I've been a writer my entire life, a professional writer since I left college at twenty-two, and an author since I was forty.  In that time, I have naturally watched my writing evolve:  from eighteen years of salaried newspaper and magazine journalism to the less financially predictable, but ultimately more emotionally satisfying occupation of writing books. Sometimes those books have been well-published, turned into feature films, sold around the globe in translation; sometimes not.  Writing for myself on occasion meant writing only for myself.  But that was the nature of the beast.

I took the gamble when I traded writing on a weekly paycheck, for the greater freedom of writing longer, more creatively, and with greater authenticity.

In those many years, I wrote daily:  from the moment my sons climbed onto their school bus at 7:30 in the morning, to the moment they disembarked at 3:30 in the afternoon.  I was a single mom.  I wrote to support my family, and I turned out a book-length manuscript approximately every two years.  The discipline was no different than when I wrote for an employer - the office space, however, was home.  In the evenings and  on the weekends, I taught a writers' workshop.

Then, twelve years ago, I met 'Iokepa, and six months later, we joined lives.

So many things changed with that meeting; it becomes impossible to single out a  preeminent one.  But for the purpose of this story:  one of the most earth-shaking changes was around my identity and occupation as a writer.  Those tremors still quake under my feet.  Those who knew me well know the truth of this.

I never stopped writing during these twelve years.  But I no longer called myself a writer.

I never stopped writing, but my tools shifted:  My computer gave way to a yellow legal pad and pen.  I never stopped writing, but I no longer sat at a roll-top desk in a silent office.  I wrote now in public, on a folding beach chair next to a tent.  I never stopped writing, but I had no end product in mind -  all those words, on all those legal pads, for all those years - for what purpose?

I wrote, as I used to tell my workshop students, "to understand my world and the world around me."  Perhaps, it was (freed from any career aspiration) the purest writing of my life.  But it was not literature.

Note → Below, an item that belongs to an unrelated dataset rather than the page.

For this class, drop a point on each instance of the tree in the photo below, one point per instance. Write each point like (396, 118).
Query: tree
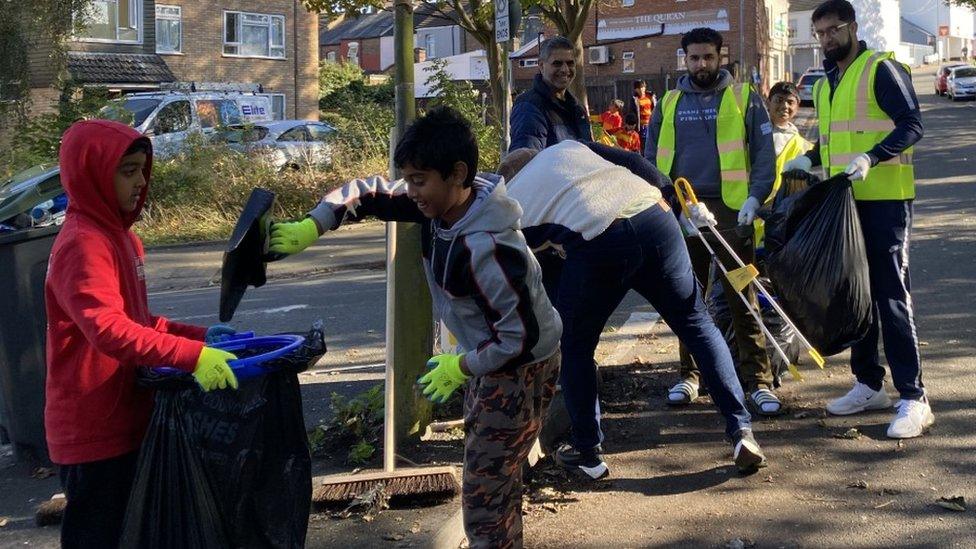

And yet, literature has happened from that, "purest writing of my life."  There were weeks, and occasionally months, when I was unexpectedly gifted access to one or another lovely, silent house, and to the familiar technology of our computer age.

My mounting stack of legal pads - those scraps of feeling, snatches of insight, and moments of wisdom solidified - jelled into a form.  First the concept, then later, the reality;  revision after revision, stolen moment after stolen moment, year after year, this singular writing of my life began to look like a book - and then, like the most mature, and important book of my life.

From these twelve years - during which I have been hungry, exhausted, and at times faithless, yet always writing - I have given birth.  Grandmothers Whisper is that newborn.

All that 'Iokepa Hanalei 'Imaikalani and I have lived in these years; much of what the Native Hawaiian people have lived in the last two hundred; and all of what the Hawaiian ancestors have shared is part of this story.  It is cultural.  It is spiritual.  It is a deeply personal account of one Jewish woman's rite of passage into a stranger's aboriginal culture.  It is, of course, a love story.

A powerful New York  literary agent has seized the Grandmothers Whisper manuscript with enthusiasm.  He is circulating it to publishers as I write.  I ask  that you - our Return Voyage friends and supporters - offer up a prayer, the power of your good wishes.

Please ask that Grandmothers Whisper finds its publishing home, and its way into your hands, imminently. The Grandmothers say:  The time is now.